The science we study at high school some times gives us the impression that (almost) every phenomenon in the world is perfectly understood by the wall of knowledge that humans have built. However, there are times when we have the feeling that something is not quite right. I too one day encountered this feeling as i walked out of a physics class. There was this tinge of acquiescence that I had begun to experience whenever I learned high-school physics; it felt as if the truth of reality was being settled too easily.
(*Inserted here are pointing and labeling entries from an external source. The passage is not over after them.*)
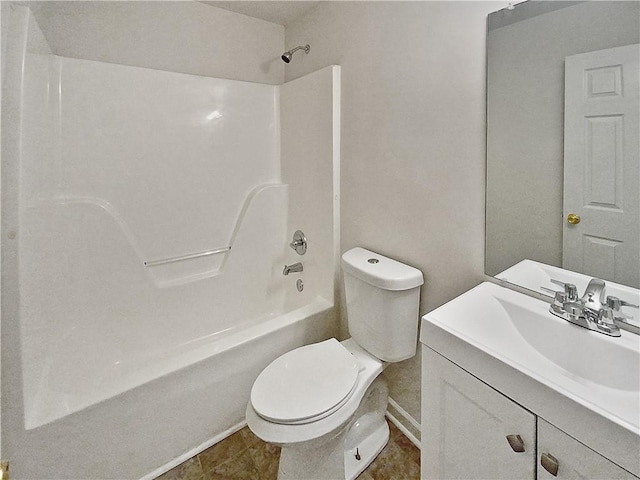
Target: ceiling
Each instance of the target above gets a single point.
(281, 12)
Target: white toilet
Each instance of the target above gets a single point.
(324, 403)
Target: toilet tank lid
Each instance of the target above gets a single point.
(380, 271)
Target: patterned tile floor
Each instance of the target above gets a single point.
(243, 456)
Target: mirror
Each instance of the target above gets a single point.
(549, 154)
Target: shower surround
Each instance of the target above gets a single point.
(148, 216)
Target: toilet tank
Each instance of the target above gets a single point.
(383, 298)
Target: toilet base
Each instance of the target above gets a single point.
(368, 450)
(334, 456)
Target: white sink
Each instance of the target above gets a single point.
(584, 382)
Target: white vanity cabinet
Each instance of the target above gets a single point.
(574, 460)
(465, 424)
(472, 431)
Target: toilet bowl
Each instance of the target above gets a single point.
(324, 404)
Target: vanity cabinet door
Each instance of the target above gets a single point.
(572, 459)
(465, 425)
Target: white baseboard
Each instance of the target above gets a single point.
(194, 451)
(408, 425)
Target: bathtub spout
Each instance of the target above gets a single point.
(296, 267)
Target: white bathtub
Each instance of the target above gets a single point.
(148, 429)
(117, 363)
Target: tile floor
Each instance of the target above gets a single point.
(243, 456)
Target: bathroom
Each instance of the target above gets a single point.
(411, 162)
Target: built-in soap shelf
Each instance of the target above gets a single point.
(190, 256)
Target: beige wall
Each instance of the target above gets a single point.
(413, 139)
(184, 37)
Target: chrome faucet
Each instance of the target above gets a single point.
(593, 297)
(296, 267)
(594, 310)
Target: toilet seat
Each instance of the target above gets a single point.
(306, 384)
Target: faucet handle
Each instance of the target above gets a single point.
(614, 303)
(569, 289)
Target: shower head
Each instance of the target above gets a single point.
(286, 56)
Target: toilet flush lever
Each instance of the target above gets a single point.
(299, 243)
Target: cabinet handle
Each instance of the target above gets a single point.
(549, 463)
(516, 443)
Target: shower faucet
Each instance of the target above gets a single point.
(296, 267)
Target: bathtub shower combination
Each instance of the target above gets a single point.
(147, 216)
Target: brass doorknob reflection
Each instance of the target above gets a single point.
(573, 219)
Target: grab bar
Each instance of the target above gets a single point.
(206, 253)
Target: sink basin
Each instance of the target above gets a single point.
(600, 373)
(585, 356)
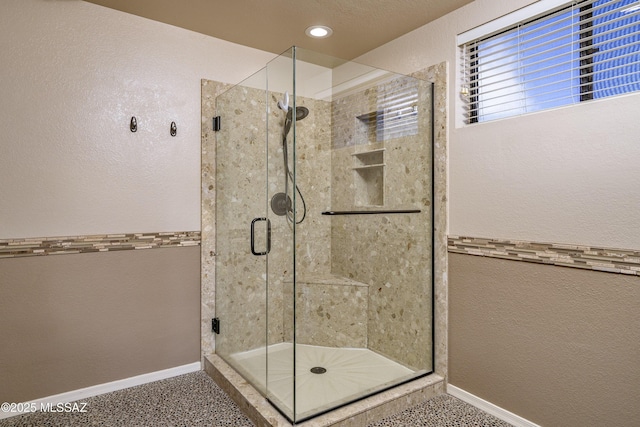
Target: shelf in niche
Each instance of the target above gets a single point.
(381, 165)
(369, 177)
(369, 158)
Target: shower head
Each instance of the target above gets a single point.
(301, 113)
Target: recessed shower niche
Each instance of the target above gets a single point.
(318, 239)
(369, 177)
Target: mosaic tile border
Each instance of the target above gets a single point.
(622, 261)
(39, 246)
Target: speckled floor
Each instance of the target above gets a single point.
(195, 400)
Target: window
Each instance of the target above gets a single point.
(582, 51)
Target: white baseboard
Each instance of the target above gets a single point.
(488, 407)
(99, 389)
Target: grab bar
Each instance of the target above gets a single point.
(371, 212)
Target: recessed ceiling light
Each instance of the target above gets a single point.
(318, 31)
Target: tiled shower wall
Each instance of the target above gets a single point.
(391, 253)
(324, 172)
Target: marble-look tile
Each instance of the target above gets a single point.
(321, 238)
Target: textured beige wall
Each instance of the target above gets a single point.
(557, 346)
(74, 321)
(566, 175)
(77, 74)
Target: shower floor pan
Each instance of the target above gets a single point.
(326, 377)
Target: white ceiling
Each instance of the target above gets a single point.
(275, 25)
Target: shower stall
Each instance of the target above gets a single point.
(324, 231)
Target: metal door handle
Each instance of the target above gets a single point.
(253, 226)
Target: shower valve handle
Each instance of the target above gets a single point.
(253, 227)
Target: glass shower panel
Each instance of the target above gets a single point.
(363, 285)
(282, 212)
(324, 231)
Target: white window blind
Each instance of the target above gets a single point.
(585, 50)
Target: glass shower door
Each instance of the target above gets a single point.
(242, 232)
(255, 225)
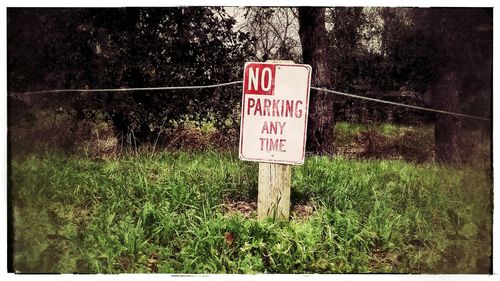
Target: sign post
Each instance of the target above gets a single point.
(273, 130)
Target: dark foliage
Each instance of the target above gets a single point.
(128, 47)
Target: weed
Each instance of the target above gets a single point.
(166, 212)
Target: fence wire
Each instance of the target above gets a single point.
(240, 82)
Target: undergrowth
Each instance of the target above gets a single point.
(165, 213)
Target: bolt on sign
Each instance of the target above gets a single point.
(274, 112)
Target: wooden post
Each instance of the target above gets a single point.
(274, 191)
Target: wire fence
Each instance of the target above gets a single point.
(240, 82)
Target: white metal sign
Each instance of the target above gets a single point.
(274, 112)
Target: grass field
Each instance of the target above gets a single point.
(168, 213)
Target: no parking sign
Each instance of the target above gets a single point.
(274, 112)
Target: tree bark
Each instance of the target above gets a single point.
(447, 129)
(313, 37)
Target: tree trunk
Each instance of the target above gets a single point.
(447, 129)
(313, 38)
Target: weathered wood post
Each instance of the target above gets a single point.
(273, 129)
(274, 191)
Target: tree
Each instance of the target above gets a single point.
(274, 31)
(129, 47)
(313, 37)
(462, 42)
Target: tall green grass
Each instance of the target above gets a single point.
(164, 213)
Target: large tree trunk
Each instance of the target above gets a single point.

As I looked around for means to settle this new-born discomfort, I came across a “theory” which affirmed skepticism. This “theory” popularly called the Chaos Theory, had at its core the idea that the world is not as easily determined as suggested by Newtonian science. The Newtonian revolution in the scientific world had brought about the perception that the world is a gigantic machine demonstrating clockwork. It asserted that nature follows a particular set of laws and we had to simply discover these to decode the magnificence and strangeness of nature in its totality. However this view, which some may call too simplistic, has already been twice run over by revolutionary scientific paradigms: the theory of Relativity and Quantum theory. And now more recently, the chaos theory has dealt another blow to the deterministic nature of the Newtonian paradigm of science. But chaos does hint that the way the world functions has a different sort of structure : different kind of clockwork lies hidden within. To detect these subtle patterns in the functioning of the world, which apparently seems random, chaos provides us with the required tools. Though this may seem to be a contradictory statement to make, the significance of it will become clearer later in the article.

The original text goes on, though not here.